Configurable: The IaC and CaC modules provide standard functionality. However, the functionality can easily be configured through inputted parameters. Changes delivered over time will enhance and extend functionality. Some examples of supported configurations include: Number of application servers, high-availability in the database and/or application tier, enabling/disabling of either database or application tier, overriding default naming standard, and the ability to bring some of your own resources in certain instances.
Drift detection and correction; With tools that apply the IaC and CaC idempotently, we can detect when the deployed resources have drifted from their state as defined by the tools. When detected, a choice may be made to apply the desired state to resolve any drift.
Strategy
We have chosen to take an open source approach to establish a framework of Infrastructure as Code (IaC) and Configuration as Code (CaC). This framework provides the structure that allows an E2E workflow to be executed on by industry leading automation tools and is easily extendable.
- Terraform – is the swiss army knife of IaC tools. It is not only idempotent, Terraform is completely cloud-agnostic and helps you tackle large infrastructure for complex distributed applications. Terraform automation is orchestrated in varying degrees with the focus on the core plan/apply cycle.
- Ansible – Provides a “radically simple” IT automation engine. It is designed for multi-tier deployments and uses no agents. Ansible is a strong fit for configuration management, application deployment, and intra-service orchestration by describing how all the systems inter-relate. Ansible is one of the more flexible CaC tools on the market right now.

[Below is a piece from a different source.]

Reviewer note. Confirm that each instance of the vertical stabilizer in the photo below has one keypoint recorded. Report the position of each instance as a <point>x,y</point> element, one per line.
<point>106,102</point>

At this stage of the release, the IaC and CaC are offered as BYOO (Bring Your Own Orchestration). This means that you will provide the governance around the execution of the automation. We provide a framework workflow that can function out of the box, with a defined set of manual executions. It can also fit in to a more mature, customer provided, Orchestration environment.
Vision
The SAP on Azure Automation Framework over time will automate many more tasks than just deployment. We plan to continuously improve this framework to meet all your deployment automation needs and expand support for more infrastructure and post-deployment configurations. Stay tuned for updates.
Pricing and Availability
The tools being developed are meant to accelerate the customers adoption of Azure for SAP deployments. As such, these tools are offered free of charge.
Learn more
To learn more about the product, check out the GitHub repository and documentation in the preview branch at: https://github.com/Azure/sap-hana/tree/beta/v2.3
To get started, we have provided some bootstrapping instructions and a self-paced workshop to deploy the IaaS for a 1 or more SAP system deployments.